In the case of non-cooperation by the taxpayer, GAZT has the right to request other competent authorities to oblige the natural or corporate persons to provide the required information. If GAZT is not able to obtain the required information, GAZT has right to raise a tax assessment on the taxpayer at its discretion and as it deems appropriate based on the information available.

All persons, natural or corporate, taxpayers or non-taxpayers, including charity and endowment organizations, public corporations and associations and government agencies, shall provide GAZT with the following:

  • The requested information concerning the implementation of the provisions of the Tax law and effective international tax agreements.
  • Information on the contracts entered with the private sector (excluding contracts with a value of less than SR100,000) and any amendments thereto within three months of the date of signing.
  • Notify GAZT within 30 days of the date of ceasing execution of a contract.
  • A copy of the contract if GAZT requests it.

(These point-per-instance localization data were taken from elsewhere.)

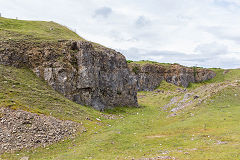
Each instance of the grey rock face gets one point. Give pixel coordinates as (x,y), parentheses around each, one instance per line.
(150,76)
(94,76)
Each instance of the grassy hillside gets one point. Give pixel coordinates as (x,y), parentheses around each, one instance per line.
(207,130)
(201,122)
(34,30)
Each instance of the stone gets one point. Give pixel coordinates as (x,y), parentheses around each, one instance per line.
(150,76)
(41,131)
(87,74)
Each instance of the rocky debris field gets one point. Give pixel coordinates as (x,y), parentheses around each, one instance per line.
(20,129)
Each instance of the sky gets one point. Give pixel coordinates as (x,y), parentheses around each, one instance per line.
(190,32)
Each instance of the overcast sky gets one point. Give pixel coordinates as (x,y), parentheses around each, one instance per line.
(190,32)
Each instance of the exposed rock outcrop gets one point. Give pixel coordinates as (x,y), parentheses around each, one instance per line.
(20,129)
(88,75)
(149,76)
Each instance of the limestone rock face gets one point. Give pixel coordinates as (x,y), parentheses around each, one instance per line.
(149,76)
(94,76)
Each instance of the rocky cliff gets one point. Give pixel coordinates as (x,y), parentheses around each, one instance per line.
(87,74)
(149,76)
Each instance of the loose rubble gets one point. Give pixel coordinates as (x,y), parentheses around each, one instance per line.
(20,129)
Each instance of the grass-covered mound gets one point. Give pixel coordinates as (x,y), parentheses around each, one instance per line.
(208,130)
(12,29)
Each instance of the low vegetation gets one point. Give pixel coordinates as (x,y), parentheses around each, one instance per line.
(11,29)
(208,130)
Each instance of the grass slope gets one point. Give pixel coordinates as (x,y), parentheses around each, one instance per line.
(11,29)
(209,130)
(206,131)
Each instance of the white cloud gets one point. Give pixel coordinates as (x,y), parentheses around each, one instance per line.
(160,30)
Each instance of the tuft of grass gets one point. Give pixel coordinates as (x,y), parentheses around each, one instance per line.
(12,29)
(22,89)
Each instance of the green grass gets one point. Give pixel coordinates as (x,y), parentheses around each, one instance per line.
(22,89)
(146,131)
(12,29)
(137,132)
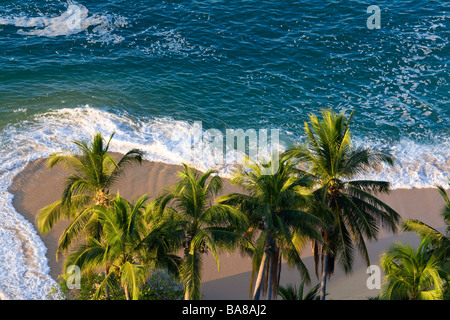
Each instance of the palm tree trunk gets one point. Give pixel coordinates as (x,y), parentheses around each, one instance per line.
(127,294)
(323,284)
(262,270)
(270,271)
(108,296)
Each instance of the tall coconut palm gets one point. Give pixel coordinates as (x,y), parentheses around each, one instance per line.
(93,173)
(411,274)
(351,209)
(129,248)
(204,226)
(273,204)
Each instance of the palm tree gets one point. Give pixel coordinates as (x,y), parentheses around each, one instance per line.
(411,274)
(93,173)
(349,207)
(204,226)
(273,205)
(129,249)
(290,292)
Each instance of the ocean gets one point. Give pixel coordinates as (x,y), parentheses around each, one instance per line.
(148,70)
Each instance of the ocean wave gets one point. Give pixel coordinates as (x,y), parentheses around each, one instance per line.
(75,19)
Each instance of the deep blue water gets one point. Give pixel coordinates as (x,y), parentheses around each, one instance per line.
(231,64)
(148,69)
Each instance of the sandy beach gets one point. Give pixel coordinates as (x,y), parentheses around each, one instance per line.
(37,186)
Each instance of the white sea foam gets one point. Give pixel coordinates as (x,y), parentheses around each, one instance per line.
(75,19)
(23,267)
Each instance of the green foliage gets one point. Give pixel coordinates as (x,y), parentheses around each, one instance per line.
(349,208)
(202,227)
(92,172)
(411,274)
(160,286)
(278,226)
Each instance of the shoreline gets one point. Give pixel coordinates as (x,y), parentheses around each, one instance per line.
(37,186)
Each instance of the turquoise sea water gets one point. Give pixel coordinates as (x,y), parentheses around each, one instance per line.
(148,69)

Each party breaching its obligations with respect to the above requirements shall be jointly liable with the taxpayer for any tax claim or fines arising therefrom.

Effective date

The amendment to the By-laws is effective immediately subject to the date of applicability of the amended provisions of Tax Laws by Royal Decree No (M/131) dated 29/12/1438 AH (September 20, 2017).

The takeaway

There is some clarity required from GAZT on the above key changes especially on the application of the indirect ownership up to the ‘second level’ and whether the tax neutral intra-group transfer of assets would include cross border transactions.

Furthermore, given the GAZT’s focus on broadening its tax and zakat base and ensure full compliance, we recommend that clients ensure that contract reporting obligations are met to avoid any adverse implications in the event of non-compliance.